First, the nematode situation. This bed had root vegetables in it last year, with variable levels of nematodes. The two central square tiers had parsnips all year long, and the parsnips were DISGUSTING on an epic level with their nematode infestations.
As you can see – disgusting – and not very edible. The longer end sections had evidence of nematodes, but weren’t nearly this bad, particularly on the radishes. We spend a long time looking for research papers and articles discussing nematode resistance in herb plants. One thing we found that was interesting was that some herbs – like mint and basil – had just as much root damage from the nematodes, but it didn’t impact their top growth. We found mixed results on things like marigolds, nasturtiums, oregano, marjoram, and salad burnet. So we are going to try all of those directly planted in the soil. The mint will be in pots because, mint.
The lemongrass and the Hibiscus sabdariffa (aka Roselle) will also be grown in very large pots. We will be procuring lemongrass stalks from a grocery store and rooting them to get the best culinary type. And the Roselle is the type of hibiscus that is commonly used for teas.
In the center of each end of this bed we will have some type of trellis, one with a jasmine plant and the other with blue butterfly pea (Clitoria ternatea).

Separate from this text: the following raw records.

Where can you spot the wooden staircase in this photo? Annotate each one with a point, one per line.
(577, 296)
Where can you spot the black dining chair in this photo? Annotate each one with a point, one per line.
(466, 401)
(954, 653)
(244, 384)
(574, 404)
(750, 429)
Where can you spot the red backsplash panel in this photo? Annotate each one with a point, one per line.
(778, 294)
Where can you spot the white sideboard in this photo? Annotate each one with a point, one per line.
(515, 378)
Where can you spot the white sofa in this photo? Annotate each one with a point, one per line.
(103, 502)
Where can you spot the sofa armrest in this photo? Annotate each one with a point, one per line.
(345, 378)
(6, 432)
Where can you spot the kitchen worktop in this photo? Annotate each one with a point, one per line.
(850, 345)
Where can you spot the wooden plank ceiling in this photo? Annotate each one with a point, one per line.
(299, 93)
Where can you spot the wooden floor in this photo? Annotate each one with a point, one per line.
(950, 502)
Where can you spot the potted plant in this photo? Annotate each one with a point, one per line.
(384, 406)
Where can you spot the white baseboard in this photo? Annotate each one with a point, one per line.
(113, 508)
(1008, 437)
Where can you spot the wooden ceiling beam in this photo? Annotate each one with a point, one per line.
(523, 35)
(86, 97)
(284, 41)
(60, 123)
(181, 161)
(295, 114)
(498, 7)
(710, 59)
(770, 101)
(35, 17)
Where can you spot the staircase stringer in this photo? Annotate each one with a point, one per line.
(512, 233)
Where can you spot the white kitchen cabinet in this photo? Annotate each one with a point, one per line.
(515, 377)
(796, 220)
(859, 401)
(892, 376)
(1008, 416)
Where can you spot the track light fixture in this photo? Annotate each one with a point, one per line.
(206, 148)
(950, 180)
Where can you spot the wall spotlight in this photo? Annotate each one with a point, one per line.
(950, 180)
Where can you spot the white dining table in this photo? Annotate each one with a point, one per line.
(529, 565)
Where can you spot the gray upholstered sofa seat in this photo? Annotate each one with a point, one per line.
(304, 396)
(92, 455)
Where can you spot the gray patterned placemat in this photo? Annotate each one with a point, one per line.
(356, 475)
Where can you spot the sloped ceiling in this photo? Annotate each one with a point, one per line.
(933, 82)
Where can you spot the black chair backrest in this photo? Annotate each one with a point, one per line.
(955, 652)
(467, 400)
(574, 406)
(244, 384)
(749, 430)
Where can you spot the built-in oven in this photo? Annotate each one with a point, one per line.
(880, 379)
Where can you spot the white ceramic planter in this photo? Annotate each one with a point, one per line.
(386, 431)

These are both vining plants with flowers used for teas.
Another plant of interest is the ‘Zloty Lan’ Chamomile – a variety that is supposed to have larger flowers and more robust plants.
Most everything else listed should be fairly straightforward, and we won’t know specific varieties until we are able to purchase the plants from one of our local vendors. I think it is safe to say that we should have a very fragrant and tasty garden in Bed 1 this year!